Simulation results of filed increase task. In the first phase, all four vehicles depart from the depot and operate on Plot 0 (top-left) and Plot 3 (bottom-right). At 50% of the operation time, Veh 1 and Veh 3 have returned to the depot, Veh 2 is on a transfer path, and Veh 4 is within a working line. In the second phase, the remaining plots were added, and the vehicles commenced their operations from their respective starting points, eventually returning to the depot.

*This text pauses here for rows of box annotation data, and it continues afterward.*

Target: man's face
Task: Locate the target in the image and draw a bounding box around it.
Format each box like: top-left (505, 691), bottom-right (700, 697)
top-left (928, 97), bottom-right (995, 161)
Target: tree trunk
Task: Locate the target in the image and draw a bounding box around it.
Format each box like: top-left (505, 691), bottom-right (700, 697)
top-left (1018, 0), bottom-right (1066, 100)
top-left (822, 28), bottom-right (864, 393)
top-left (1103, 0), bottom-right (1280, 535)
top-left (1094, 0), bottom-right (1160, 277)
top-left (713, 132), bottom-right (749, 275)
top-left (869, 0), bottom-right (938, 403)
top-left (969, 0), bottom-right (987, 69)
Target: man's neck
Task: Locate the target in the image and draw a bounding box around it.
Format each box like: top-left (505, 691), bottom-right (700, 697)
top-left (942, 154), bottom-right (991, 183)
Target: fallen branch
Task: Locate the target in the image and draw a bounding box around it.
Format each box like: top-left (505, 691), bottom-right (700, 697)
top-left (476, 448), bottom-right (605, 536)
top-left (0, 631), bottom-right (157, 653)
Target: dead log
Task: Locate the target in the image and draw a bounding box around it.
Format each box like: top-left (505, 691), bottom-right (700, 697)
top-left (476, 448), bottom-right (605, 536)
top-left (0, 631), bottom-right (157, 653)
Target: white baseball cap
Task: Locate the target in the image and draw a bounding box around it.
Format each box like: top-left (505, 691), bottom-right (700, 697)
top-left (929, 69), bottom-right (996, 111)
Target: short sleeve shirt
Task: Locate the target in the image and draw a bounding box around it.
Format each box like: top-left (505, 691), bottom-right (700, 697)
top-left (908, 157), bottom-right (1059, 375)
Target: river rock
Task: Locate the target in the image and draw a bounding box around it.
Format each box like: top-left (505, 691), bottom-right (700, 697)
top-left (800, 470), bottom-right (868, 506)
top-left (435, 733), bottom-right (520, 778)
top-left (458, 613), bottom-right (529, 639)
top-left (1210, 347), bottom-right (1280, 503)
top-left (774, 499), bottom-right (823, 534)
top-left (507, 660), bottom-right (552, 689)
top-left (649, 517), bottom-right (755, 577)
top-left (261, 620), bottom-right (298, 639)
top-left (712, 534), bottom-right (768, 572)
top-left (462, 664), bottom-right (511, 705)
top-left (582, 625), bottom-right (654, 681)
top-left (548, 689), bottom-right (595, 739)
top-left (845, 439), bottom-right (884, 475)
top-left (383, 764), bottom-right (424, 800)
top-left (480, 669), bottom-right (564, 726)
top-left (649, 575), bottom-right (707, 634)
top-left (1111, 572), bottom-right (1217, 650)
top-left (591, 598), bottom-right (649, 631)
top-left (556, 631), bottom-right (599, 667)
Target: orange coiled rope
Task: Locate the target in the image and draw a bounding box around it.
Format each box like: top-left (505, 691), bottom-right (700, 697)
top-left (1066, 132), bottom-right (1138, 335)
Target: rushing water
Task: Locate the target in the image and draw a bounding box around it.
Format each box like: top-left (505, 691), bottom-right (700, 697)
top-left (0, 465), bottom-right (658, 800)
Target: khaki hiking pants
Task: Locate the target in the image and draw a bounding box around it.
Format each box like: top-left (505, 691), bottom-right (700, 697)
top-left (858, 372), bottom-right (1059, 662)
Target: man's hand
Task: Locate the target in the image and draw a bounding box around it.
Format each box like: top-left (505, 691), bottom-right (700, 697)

Simulation results of vehicle decrease task. In the first phase, all vehicles depart from the depot and operate across the entire field. At 25% of the operation time, Veh 2 and Veh 3 are within working lines, while the remaining vehicles have returned to the depot. In the second phase, only Veh 2 and Veh 4 were retained for task execution. After completing the remaining operations, Veh 3 returned directly to the garage, while Veh 4 remained at the depot.
Ablation Study
The network without pre-training converges as quickly or even faster in the early training stages. However, as training progresses, the pre-trained network shows less fluctuations and a shorter distance on the validation set.
When each field has only one depot, the Vehicle-Field Cross Attention block in the encoder can be regarded as removed. Results show that the cross-attention mechanism not only enables the network to encode the start and end points of vehicled in the task graph, but also significantly improves the network's performance.